L'uranium est un minerai d'une importance capitale dans la production d'énergie moderne, un métal radioactif très lourd et une source abondante d'énergie concentrée. Présent en quantités significatives sur les cinq continents, ses réserves connues peuvent actuellement satisfaire la demande mondiale pendant un siècle, avec des réserves estimées couvrant plus de 100 années supplémentaires. Cet élément chimique, de symbole U et de numéro atomique 92, se trouve à l'état naturel dans la croûte terrestre et même dans l'eau de mer. L'exploitation de l'uranium est le processus consistant à le retirer des gisements pour l'utiliser dans des réacteurs nucléaires afin de produire de l'électricité. Il n'est pas un élément rare sur Terre, étant présent à 2,8 parties par million dans la croûte terrestre et se trouvant en assez grandes quantités dans divers contextes géologiques.
Localisation et Caractéristiques des Gisements d'Uranium
Les principaux gisements d'uranium sont répartis dans des pays tels que l'Australie, le Canada, la Russie, le Niger, l'Afrique du Sud, la Namibie, le Brésil, le Kazakhstan et la Mongolie. En France, des gisements existaient en Vendée et dans le Limousin, mais ils sont désormais en voie d'épuisement. Des mines d'uranium sont exploitées dans une vingtaine de pays. Cependant, en 2011, 85 % de l'offre mondiale d'uranium provenait de six pays : le Canada, l'Australie, le Kazakhstan, la Russie, le Niger et la Namibie. Le Canada, par exemple, est le deuxième plus grand producteur d'uranium après le Kazakhstan, ayant produit 15 % de l'uranium mondial en 2012. Dans les mines du monde, l'abondance moyenne de l'uranium est de 0,10 %, soit 1000 parties par million. L'uranium est contenu dans des minerais dont les gisements se trouvent dans des mines à ciel ouvert ou dans des galeries souterraines. Le minerai d'uranium est régulièrement extrait par coproduction, c'est-à-dire dans une mine contenant majoritairement un autre minerai tel que l'or ou le cuivre.
Méthodes d'Extraction du Minerai d'Uranium
L'extraction de l'uranium est un processus qui varie en fonction de la profondeur et des caractéristiques du gisement.
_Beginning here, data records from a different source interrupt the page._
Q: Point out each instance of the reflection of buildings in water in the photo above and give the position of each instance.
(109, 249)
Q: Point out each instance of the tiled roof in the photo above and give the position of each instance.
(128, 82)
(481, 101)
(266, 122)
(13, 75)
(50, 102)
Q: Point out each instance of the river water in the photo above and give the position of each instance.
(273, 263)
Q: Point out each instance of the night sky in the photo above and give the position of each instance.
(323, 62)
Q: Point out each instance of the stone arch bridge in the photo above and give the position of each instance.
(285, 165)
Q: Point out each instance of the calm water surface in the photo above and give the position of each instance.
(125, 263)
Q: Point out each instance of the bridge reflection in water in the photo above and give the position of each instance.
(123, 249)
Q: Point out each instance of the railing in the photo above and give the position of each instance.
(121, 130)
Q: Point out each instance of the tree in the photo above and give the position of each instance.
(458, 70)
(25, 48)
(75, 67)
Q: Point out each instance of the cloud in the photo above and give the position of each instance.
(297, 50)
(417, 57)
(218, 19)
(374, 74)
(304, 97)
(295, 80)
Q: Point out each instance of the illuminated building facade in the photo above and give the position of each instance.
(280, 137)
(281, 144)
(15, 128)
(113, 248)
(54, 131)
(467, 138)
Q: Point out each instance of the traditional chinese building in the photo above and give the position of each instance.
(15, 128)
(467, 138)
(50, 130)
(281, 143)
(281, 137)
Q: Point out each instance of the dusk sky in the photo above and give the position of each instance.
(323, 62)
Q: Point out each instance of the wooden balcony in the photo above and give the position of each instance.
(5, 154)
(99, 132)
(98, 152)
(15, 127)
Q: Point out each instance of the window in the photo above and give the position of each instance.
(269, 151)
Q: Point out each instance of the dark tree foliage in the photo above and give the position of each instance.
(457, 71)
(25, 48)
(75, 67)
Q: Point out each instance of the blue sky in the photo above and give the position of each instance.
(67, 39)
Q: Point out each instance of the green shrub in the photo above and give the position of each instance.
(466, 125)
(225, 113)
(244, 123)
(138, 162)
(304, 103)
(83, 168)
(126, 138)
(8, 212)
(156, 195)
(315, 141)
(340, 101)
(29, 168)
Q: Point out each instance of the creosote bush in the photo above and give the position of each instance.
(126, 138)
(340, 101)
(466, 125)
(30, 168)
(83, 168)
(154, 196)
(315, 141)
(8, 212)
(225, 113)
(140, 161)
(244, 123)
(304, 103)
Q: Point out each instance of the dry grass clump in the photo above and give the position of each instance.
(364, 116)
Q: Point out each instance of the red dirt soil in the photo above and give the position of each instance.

En général, l'exploitation de l'uranium est relativement similaire aux autres types d'exploitation minière. Cependant, si le minerai est à très haute teneur, des techniques minières spéciales sont utilisées pour limiter l'exposition des travailleurs aux rayonnements et pour garantir la sécurité de l'environnement et du public. Selon le gisement, l'uranium est extrait de l'une des trois manières suivantes : récupération à ciel ouvert, souterraine ou in situ.
Exploitation à Ciel Ouvert

Lorsque l'uranium se trouve près de la surface, généralement à une profondeur maximale de 100 mètres, il peut être extrait par une exploitation à ciel ouvert. Cette méthode implique l'enlèvement du sol et des déchets rocheux par des équipements lourds, ce qui permet d'accéder au minerai. Les mines sont découpées en sections appelées « bancs » afin d'être exploitées méthodiquement et en toute sécurité. Des trous sont percés dans les bancs et chargés d'explosifs qui détonent, brisant la roche et exposant l'uranium. L'uranium est ensuite chargé sur des camions et transporté vers une usine de traitement.
Exploitation Souterraine
Pour l'exploitation des gisements à plus de 100 mètres de profondeur, il est peu pratique d'utiliser des mines à ciel ouvert. Si la qualité et la quantité d'uranium sont suffisantes, des mines souterraines seront établies. La première étape consiste à creuser de grands puits souterrains verticaux jusqu'à la profondeur du minerai. Une fois cette étape réalisée, des tunnels horizontaux, des rampes et des chambres sont construits, permettant l'extraction de l'uranium. Il existe différentes techniques pour obtenir l'uranium à ce stade. La méthode de montage-forage est utilisée à la mine de McArthur River dans le nord de la Saskatchewan, au Canada, qui est le plus grand producteur d'uranium au monde. Cette méthode utilise un appareil rotatif qui creuse dans le gisement d'uranium et brise le minerai, le faisant tomber dans un camion situé en dessous. Une autre méthode est le forage à jet, qui utilise de l'eau sous pression pour extraire le minerai, qui peut ensuite être traité et pompé à la surface.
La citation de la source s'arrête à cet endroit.